A strong DFM market
25 March 2016
The economic climate over the past couple of years across most major markets has been characterised by periods of high volatility and uncertainty, a statement that I expect few will disagree with. One could be forgiven for thinking that factors such as policy error, the commodity collapse, Greece and China might not be conducive to growth in discretionary assets under management (AUM) and indeed the competitive landscape of discretionary fund managers (DFMs).
There is some truth in this, and some discretionary managers are feeling the pinch. However, recent data collected by Defaqto paints a slightly different picture. Discretionary assets under management as at the end of December 2015 were up 14% on the previous year and almost 20% on 2013. In a period where sharp market corrections have been common and some indices have fallen over 20%, these figures make for refreshing reading against the back drop of gloomy economic news bulletins.
Figure 1. Total Discretionary AUM as at 31st December for each respective year – Defaqto Engage.
Now comfortably into the 84th month of historic interest rate lows, and with only the odd murmur of any change from the paltry rates currently on offer to savers, could it be that those clients previously averse to any stock market risk have had a change of heart?
Whilst a number of DFMs have reported steady flows of adviser business through their own advisory arms and also third party intermediaries over the last year or so, assets under management have also been boosted by a number of acquisitions, business restructures and new ventures.

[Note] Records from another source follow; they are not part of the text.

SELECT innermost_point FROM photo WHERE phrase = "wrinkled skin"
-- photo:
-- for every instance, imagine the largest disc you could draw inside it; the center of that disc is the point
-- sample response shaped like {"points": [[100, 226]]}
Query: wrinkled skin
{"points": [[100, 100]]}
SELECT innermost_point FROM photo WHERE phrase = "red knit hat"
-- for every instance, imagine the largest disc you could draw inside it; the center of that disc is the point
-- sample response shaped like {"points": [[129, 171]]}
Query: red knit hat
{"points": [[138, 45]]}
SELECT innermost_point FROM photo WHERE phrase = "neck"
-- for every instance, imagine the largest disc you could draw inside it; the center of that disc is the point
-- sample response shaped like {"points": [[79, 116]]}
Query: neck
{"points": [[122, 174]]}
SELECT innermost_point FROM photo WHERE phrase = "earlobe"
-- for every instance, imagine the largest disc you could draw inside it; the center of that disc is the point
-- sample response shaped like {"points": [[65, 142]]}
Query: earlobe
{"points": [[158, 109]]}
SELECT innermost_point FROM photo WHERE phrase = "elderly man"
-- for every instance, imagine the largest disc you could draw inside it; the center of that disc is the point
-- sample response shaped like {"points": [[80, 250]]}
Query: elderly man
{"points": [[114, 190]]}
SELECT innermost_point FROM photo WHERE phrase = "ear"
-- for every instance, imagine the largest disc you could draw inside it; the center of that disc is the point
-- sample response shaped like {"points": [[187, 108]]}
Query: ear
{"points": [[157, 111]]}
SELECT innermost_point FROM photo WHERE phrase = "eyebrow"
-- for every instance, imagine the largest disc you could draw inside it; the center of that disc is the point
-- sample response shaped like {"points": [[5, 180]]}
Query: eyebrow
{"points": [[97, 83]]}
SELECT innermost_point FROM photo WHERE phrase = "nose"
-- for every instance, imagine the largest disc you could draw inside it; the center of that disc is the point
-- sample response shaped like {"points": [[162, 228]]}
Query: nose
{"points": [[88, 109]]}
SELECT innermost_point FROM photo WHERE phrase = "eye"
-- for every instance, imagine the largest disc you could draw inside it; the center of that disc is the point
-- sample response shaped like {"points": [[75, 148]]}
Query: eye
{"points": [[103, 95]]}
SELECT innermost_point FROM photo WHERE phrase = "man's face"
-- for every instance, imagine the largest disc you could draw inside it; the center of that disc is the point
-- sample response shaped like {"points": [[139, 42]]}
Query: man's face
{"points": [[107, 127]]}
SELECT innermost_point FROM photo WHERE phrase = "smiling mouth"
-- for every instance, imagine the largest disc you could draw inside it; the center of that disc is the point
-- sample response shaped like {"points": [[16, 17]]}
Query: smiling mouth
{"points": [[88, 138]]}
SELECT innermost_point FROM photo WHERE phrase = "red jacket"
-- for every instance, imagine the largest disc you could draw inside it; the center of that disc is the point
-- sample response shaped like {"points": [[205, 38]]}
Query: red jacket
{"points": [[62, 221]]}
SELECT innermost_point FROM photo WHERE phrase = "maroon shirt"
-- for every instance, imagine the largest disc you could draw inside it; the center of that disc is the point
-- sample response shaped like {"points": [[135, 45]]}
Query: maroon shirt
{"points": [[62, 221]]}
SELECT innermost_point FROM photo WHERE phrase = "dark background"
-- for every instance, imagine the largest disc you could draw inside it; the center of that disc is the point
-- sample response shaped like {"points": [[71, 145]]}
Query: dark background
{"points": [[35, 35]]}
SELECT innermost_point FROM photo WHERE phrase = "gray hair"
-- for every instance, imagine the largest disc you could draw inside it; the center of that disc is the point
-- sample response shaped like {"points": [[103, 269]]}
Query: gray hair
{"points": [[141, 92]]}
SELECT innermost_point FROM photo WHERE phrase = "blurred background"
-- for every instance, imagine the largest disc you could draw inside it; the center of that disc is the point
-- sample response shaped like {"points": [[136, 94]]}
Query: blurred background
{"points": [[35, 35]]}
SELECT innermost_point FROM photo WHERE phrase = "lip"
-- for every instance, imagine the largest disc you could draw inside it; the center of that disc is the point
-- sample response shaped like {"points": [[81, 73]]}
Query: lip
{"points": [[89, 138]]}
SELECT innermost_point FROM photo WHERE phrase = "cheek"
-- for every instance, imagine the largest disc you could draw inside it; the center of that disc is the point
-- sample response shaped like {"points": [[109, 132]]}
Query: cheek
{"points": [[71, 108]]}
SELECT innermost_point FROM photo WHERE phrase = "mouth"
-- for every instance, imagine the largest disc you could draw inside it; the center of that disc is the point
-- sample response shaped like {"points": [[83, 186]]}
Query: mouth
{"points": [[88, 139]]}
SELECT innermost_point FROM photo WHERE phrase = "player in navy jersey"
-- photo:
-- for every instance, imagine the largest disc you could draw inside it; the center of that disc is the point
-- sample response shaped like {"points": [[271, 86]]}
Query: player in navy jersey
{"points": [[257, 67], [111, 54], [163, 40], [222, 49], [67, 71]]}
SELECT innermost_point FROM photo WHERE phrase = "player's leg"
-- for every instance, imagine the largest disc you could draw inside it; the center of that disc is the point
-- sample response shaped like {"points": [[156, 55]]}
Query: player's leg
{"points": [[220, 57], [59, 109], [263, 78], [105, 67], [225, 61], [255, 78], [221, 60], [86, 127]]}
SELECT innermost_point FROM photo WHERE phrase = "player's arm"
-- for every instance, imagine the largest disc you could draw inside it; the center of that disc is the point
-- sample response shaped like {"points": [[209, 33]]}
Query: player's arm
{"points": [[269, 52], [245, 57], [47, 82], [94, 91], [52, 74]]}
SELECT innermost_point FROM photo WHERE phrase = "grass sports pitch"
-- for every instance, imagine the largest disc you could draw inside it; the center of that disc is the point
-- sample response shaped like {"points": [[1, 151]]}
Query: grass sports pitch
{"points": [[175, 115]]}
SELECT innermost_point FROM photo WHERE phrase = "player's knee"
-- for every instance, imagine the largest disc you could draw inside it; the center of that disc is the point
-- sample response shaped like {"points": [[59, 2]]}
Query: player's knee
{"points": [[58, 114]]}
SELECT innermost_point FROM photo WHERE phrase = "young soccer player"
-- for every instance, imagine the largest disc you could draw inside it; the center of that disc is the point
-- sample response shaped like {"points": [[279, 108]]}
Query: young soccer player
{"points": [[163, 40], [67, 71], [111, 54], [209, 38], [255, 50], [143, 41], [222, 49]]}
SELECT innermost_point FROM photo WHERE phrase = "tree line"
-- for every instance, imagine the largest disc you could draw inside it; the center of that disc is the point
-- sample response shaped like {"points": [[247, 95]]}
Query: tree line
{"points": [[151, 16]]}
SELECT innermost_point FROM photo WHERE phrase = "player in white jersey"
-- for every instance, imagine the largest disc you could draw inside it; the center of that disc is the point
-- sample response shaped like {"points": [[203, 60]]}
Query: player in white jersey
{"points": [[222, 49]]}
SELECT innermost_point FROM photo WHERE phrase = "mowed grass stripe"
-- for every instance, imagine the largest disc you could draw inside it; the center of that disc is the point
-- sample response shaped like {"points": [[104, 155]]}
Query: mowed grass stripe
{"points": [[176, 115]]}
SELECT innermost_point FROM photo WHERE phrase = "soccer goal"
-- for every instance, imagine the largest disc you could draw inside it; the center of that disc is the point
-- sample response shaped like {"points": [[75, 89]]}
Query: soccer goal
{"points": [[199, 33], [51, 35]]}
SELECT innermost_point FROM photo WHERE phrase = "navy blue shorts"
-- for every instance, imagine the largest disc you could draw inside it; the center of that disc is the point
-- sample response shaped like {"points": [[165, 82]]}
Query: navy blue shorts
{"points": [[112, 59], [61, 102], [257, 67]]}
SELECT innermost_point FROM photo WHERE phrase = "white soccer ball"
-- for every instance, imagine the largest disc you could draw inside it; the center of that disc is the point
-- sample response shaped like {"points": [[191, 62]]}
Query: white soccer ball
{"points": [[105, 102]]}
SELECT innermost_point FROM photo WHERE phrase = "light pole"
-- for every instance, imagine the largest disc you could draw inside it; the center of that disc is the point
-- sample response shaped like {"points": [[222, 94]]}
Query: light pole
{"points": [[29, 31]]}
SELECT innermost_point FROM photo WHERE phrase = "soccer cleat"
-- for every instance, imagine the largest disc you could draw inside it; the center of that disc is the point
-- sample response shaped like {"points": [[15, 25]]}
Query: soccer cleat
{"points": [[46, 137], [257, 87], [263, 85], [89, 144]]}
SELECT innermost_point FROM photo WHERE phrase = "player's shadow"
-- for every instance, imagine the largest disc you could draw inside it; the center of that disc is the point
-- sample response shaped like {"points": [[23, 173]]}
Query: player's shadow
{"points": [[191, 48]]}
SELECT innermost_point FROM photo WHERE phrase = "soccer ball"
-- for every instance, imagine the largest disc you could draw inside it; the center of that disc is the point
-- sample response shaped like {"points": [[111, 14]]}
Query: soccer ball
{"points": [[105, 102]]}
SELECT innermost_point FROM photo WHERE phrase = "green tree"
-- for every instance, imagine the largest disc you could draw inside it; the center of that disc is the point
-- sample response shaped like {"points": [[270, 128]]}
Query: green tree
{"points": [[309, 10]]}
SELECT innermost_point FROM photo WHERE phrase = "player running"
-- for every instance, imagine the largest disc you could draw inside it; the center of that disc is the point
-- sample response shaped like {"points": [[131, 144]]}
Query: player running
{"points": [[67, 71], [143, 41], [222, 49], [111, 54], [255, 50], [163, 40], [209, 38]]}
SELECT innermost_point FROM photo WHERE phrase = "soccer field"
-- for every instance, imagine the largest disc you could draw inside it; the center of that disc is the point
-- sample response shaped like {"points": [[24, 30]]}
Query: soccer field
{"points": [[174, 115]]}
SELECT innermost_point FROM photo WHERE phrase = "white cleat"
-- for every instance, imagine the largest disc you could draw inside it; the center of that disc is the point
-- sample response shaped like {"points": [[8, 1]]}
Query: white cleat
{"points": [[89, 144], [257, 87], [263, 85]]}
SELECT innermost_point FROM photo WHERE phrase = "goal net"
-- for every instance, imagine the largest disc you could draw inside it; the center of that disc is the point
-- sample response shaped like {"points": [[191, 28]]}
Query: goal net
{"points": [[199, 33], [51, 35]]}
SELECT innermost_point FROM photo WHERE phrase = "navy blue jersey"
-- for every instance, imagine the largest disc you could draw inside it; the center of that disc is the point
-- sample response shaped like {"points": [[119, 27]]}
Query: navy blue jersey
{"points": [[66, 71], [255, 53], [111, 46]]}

Figure 2. Growth in the DFM space – data taken from Defaqto Engage.
These figures of course must be analysed in conjunction with the evolution of the DFM market over the same time period. The number of DFMs Defaqto collects and holds data on has increased by 9% for 2015, up from 5% in 2014. In terms of propositions, this also increased by 10% for 2015 and 9% in 2014.
It may just be that continued market uncertainty has meant that a growing number of advisers have concluded that it is in the clients best interests to outsource investment portfolio management to investment specialists such as discretionary managers. With 2016/17 also being widely forecast for a bumpy ride, DFMs face more of the same in terms of volatility and uncertainty. Whilst this also presents its fair share of opportunities, there are new obstacles to contend with on the horizon in the shape of MiFID II and the additional regulatory cost that this may bring.